READ MORE: Removal from committee a ‘threat’ to freedom of speech: Sen. Lynn Beyak
Angus said the legacy of residential schools is still devastating First Nations communities in communities he represents in the Timmins-James Bay area and across Canada.
“This woman has no mandate. She wasn’t elected by the Canadian people. She can’t be fired but she is using the enormous resources of the Canadian senate to engage in good, old fashion race-baiting,” he said. “Why are the Canadian taxpayers having to pay for her to be little more than a very, very well paid protected political troll?”
Conservative Leader Andrew Scheer’s spokesperson Jake Enwright said that Beyak’s views do not reflect the position of the Conservative Party of Canada and that she no longer has a role in the Conservative Caucus.
“Residential Schools were a dark period in Canadian history and our Party is focused on supporting efforts to address the damage that was done to the survivors,” Enwright said in a statement.
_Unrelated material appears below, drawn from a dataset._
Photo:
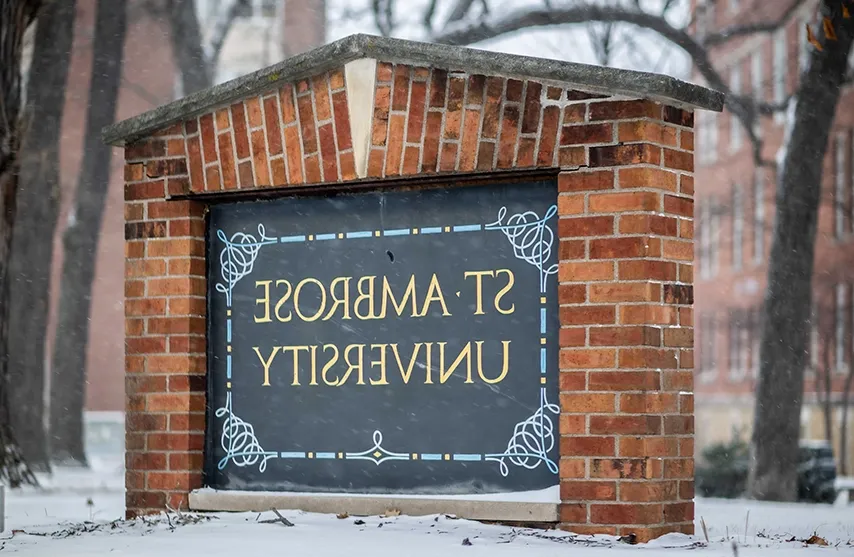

LISTEN: Tory senator defends residential school system, says good work ‘unacknowledged.’ (March 9, 2017)
LISTEN: Sen. Murray Sinclair responds to Beyak’s comments in the Senate about residential schools. (March 2017)
Beyak faced a firestorm of criticism last September after she published an open letter on her Senate website saying she believes First Nations people should give up their Indigenous rights and become Canadian citizens.
“Trade your status card for a Canadian citizenship, with a fair and negotiated payout to each Indigenous man, woman and child in Canada, to settle all the outstanding land claims and treaties, and move forward together just like the leaders already do in Ottawa,” she wrote in a letter that has since been removed for her website.
READ MORE: Residential schools subjected students to disease, abuse, experiments: TRC report
First Nations people born in Canada are already citizens of this country.
“All Canadians are then free to preserve their cultures in their own communities, on their own time, with their own dime,” she wrote.
In the letter, Beyak also revisited her support of the residential school system that saw more than 150,000 Indigenous kids taken from their homes, according to a report from the Truth and Reconciliation Commission. Thousands of students died or suffered physical and sexual abuse, while generations have suffered trauma as a result.
Beyak said in her letter that she was paraphrasing from the 1969 white paper by former prime minister Pierre Trudeau and then-Indian affairs minister Jean Chrétien, which called for abolishing the Indian Act and the assimilation of Aboriginal Peoples.